Non, "se mettre en arrêt" n'est pas un droit d'option. Mais en faire un slogan gouvernemental est une erreur de diagnostic. ❌
Emilie ADAM
5/27/20261 min read


Depuis quelques jours, cette phrase s'affiche en grand dans une campagne de communication de l'Assurance Maladie.

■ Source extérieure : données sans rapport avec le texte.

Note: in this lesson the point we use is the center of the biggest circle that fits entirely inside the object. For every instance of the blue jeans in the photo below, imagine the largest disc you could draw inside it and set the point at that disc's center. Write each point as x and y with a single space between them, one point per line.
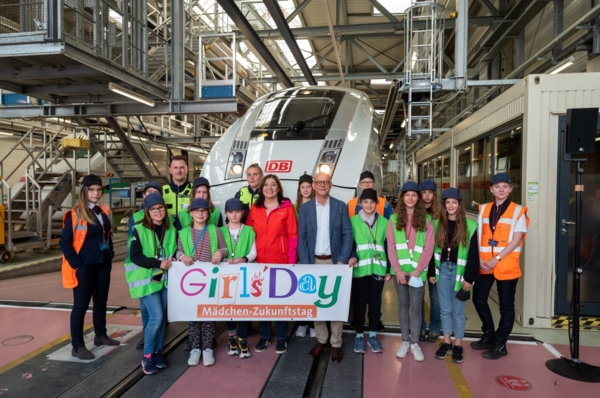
452 310
265 329
156 305
434 311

D'un côté, cette formulation est profondément injuste pour l'immense majorité des salariés qui s’arrêtent parce qu’ils sont malades. Elle jette le discrédit sur un droit fondamental et oublie qu'un médecin est le seul maître à bord pour prescrire. Un arrêt de travail reste une décision médicale motivée, pas un choix de vacances.
Mais de l’autre… soyons honnêtes deux minutes. Quel dirigeant de PME ou manager de terrain n’a jamais entendu cette phrase résonner dans son bureau comme un coup de pression ou une fin de non-recevoir lors d'un recadrage ?
La réalité n'est pas binaire.
Dire « je vais me mettre en arrêt » comme s’il s’agissait de poser un RTT, c’est le symptôme d'un dialogue social rompu dans l'entreprise. C’est la preuve que l'arrêt maladie est parfois détourné en outil de gestion des conflits.
En tant que juriste en droit du travail de formation initiale et DRH à temps partagé, je refuse les postures idéologiques. Mon quotidien demande une agilité absolue pour gérer le réel : 👉 Protéger la santé des salariés qui souffrent réellement (le surmenage existe). 👉 Accompagner les dirigeants face au désengagement et recadrer les dérives lorsque le cadre légal est franchi.
Plutôt que de pointer du doigt, nous devons réapprendre à piloter l'absentéisme en amont. Qualifier le besoin, décrypter les signaux d'alerte, agir avant la rupture.